Fastest way to remove duplicates from a vector<>

Question

As the title says, I have in my mind some methods to do it but I don't know which is fastest.

So let's say that we have a: vector<int> vals with some values

1

After my vals are added

sort(vals.begin(), vals.end());
auto last = unique(vals.begin(), vals.end());
vals.erase(last, vals.end());

2

Convert to set after my vals are added:

set<int> s( vals.begin(), vals.end() );
vals.assign( s.begin(), s.end() );

3

When i add my vals, i check if it's already in my vector:

if( find(vals.begin(), vals.end(), myVal)!=vals.end() )
    // add my val

4

Use a set from start

Ok, I've got these 4 methods, my questions are:

1 From 1, 2 and 3 which is the fastest?
2 Is 4 faster than the first 3?
3 At 2 after converting the vector to set, it's more convenabile to use the set to do what I need to do or should I do the vals.assign( .. ) and continue with my vector?

Answer 1

Question 1: Both 1 and 2 are O(n log n), 3 is O(n^2). Between 1 and 2, it depends on the data.

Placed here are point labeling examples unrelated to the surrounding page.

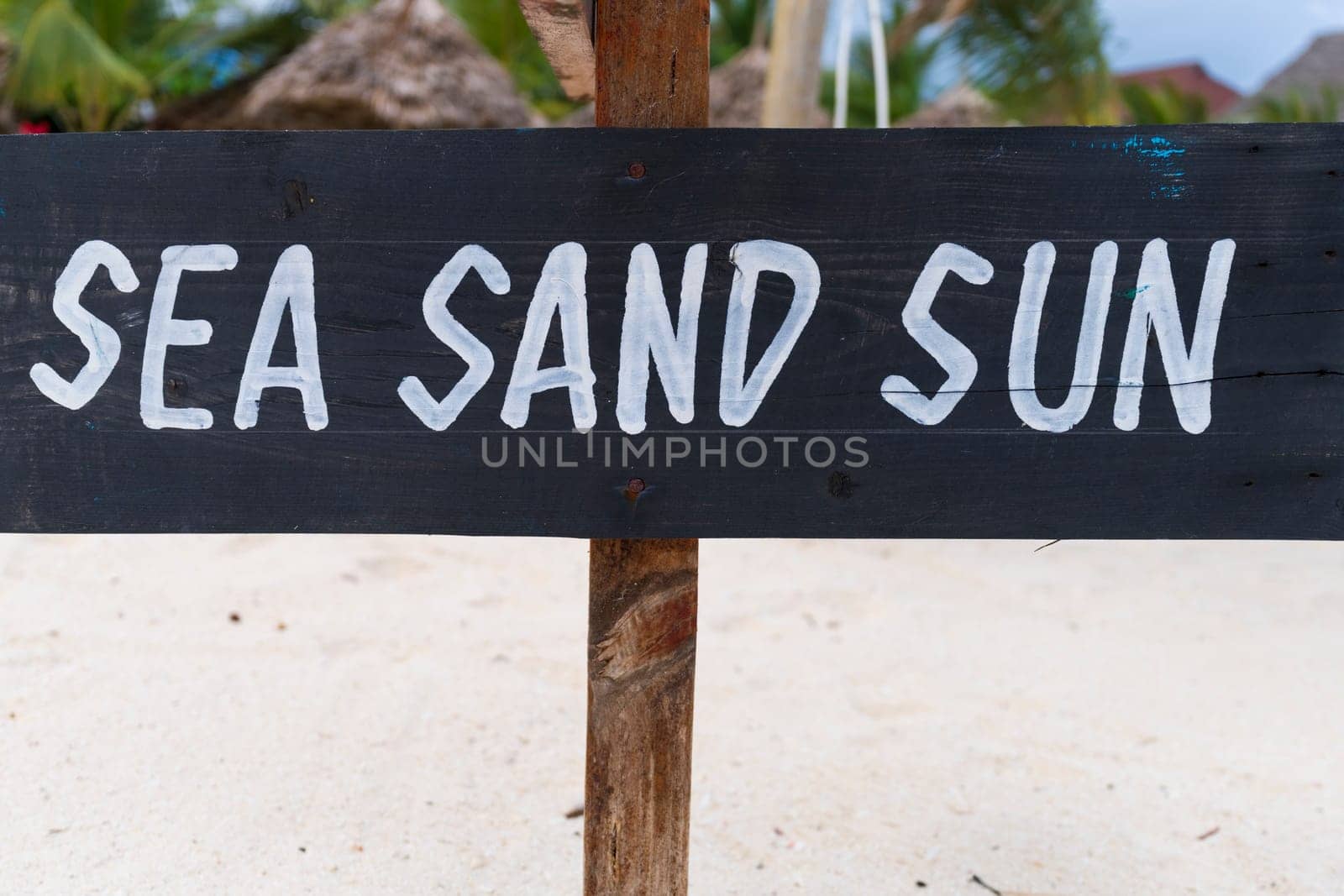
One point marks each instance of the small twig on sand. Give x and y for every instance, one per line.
x=974, y=879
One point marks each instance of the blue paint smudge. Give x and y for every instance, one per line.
x=1162, y=157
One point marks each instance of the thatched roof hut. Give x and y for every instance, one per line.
x=401, y=65
x=1314, y=73
x=958, y=107
x=737, y=94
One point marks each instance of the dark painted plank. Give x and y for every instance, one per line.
x=383, y=211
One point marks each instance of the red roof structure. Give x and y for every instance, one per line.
x=1189, y=78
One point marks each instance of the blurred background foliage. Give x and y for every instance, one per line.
x=100, y=65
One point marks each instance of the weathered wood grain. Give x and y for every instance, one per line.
x=642, y=684
x=652, y=63
x=564, y=29
x=382, y=212
x=643, y=593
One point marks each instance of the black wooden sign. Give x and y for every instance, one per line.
x=1019, y=332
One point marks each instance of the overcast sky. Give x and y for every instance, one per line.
x=1240, y=40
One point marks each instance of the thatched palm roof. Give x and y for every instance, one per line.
x=737, y=94
x=958, y=107
x=401, y=65
x=1320, y=69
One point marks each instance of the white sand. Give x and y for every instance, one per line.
x=869, y=715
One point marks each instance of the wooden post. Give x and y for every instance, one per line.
x=652, y=71
x=793, y=74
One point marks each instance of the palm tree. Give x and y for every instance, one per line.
x=737, y=24
x=96, y=65
x=1164, y=105
x=1035, y=60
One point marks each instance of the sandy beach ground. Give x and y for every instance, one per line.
x=405, y=715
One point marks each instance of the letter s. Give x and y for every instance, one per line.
x=98, y=338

Question 2: 4 is also O(n log n) and can be better than 1 and 2 if you have lots of duplicates, because it only stores one copy of each. Imagine a million values that are all equal.

Question 3: Well, that really depends on what you need to do.

The only thing that can be said without knowing more is that your alternative number 3 is asymptotically worse than the others.

If you're using C++11 and don't need ordering, you can use std::unordered_set, which is a hash table and can be significantly faster than std::set.

Answer 2

Option 1 is going to beat all the others. The complexity is just O(N log N) and the contiguous memory of vector keeps the constant factors low.

std::set typically suffers a lot from non-contiguous allocations. It's not just slow to access those, just creating them takes significant time as well.